Lixal, who did not have the creature’s sharp vision, had to locate the folded parchment nailed to the wall by touch, then take it outside into the flickering glow of the street-lantern to read it. To Lixal Laqavee, extortionist and counterfeit thaumaturge, the missive began, If you are reading this, one of two things has occurred. If you have come to pay what you owe me, I stand surprised and pleased. In this case you may give thirteen thousand terces to the landlord of this establishment (he lives next door) and I will receive it from him at a time in the future and in a manner known only to myself. In a spirit of forgiveness, I will also warn you that at no time should you attempt the Exhalation of Thunderous Banishment on a deodand. If you have not returned to erase your debt, as I think more likely, it is because you have used the Exhalation on one of the dusky creatures, but for some reason my intention of teaching you a lesson has been thwarted and you mean to remonstrate with me. (It is possible that my transposition of two key words, because hurried, was not as damaging to the effect as I hoped. It is even remotely possible that the protective charm you wore on your wrist was more useful than it appeared, in which case I must blame my own overconfidence.) If any combination of these is the case for your return, my various curses upon you remain in force and I inform you also that I have moved my business to another town and chosen another name, so that any attempt by you to stir up trouble for me with the Council of Thaumaturgic Practitioners will be doomed to failure. You, sir, may rot in hell with my congenial approval. signed, He Who Was Twitterel

Lixal crumpled the parchment in his fist. “Repay him?” he growled. “His purse will groan indeed with the weight of my repayment. His account shall be paid to bursting!”

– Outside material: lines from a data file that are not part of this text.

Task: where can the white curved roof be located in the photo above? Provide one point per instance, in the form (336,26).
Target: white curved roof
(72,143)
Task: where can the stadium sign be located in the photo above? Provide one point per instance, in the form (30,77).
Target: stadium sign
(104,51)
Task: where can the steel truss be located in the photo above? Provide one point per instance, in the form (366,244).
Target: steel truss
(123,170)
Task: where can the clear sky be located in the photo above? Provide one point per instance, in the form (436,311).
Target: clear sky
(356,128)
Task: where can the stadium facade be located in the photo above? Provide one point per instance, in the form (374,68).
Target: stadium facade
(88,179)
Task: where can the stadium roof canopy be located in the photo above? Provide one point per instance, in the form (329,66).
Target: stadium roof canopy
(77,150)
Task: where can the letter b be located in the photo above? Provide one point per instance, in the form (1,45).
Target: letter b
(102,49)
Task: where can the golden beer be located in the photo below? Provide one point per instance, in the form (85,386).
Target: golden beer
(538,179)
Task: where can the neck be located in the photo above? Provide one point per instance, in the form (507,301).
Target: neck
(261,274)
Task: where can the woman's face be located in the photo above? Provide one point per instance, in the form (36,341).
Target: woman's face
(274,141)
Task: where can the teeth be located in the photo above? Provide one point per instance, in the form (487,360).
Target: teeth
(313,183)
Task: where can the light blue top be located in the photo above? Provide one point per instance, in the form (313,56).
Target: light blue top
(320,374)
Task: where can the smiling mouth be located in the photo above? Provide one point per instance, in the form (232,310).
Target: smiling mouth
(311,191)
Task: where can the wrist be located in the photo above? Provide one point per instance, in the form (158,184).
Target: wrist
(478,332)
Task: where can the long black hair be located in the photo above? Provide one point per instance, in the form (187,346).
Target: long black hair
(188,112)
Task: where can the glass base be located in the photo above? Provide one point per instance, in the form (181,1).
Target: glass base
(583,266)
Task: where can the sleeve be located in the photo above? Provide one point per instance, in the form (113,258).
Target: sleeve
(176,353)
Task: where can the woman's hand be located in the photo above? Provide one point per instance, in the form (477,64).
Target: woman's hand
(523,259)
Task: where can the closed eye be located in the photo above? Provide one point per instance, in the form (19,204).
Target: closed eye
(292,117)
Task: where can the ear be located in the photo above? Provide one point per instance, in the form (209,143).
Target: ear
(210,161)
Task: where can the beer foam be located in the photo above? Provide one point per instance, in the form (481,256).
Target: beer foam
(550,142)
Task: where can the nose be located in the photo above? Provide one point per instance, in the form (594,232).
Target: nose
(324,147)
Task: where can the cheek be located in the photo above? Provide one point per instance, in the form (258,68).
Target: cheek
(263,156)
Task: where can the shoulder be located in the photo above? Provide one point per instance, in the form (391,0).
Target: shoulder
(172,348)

“Your metaphors are inexact,” the deodand said. “I take it we shall not be parting company as quickly as we both had hoped.”

Like two prisoners condemned to share a cell, Lixal and the deodand grew weary of each other’s company in the weeks and months after they left Catechumia. Lixal searched half-heartedly for news of the ex-wizard Eliastre, but he was inhibited by the constant presence of the deodand, who proved a dampening influence on conversation with most of humankind, and so he all but gave up hope of ever locating the author of his predicament, who could have set up shop anew in any one of hundreds of towns and cities across Almery or even farther countries still.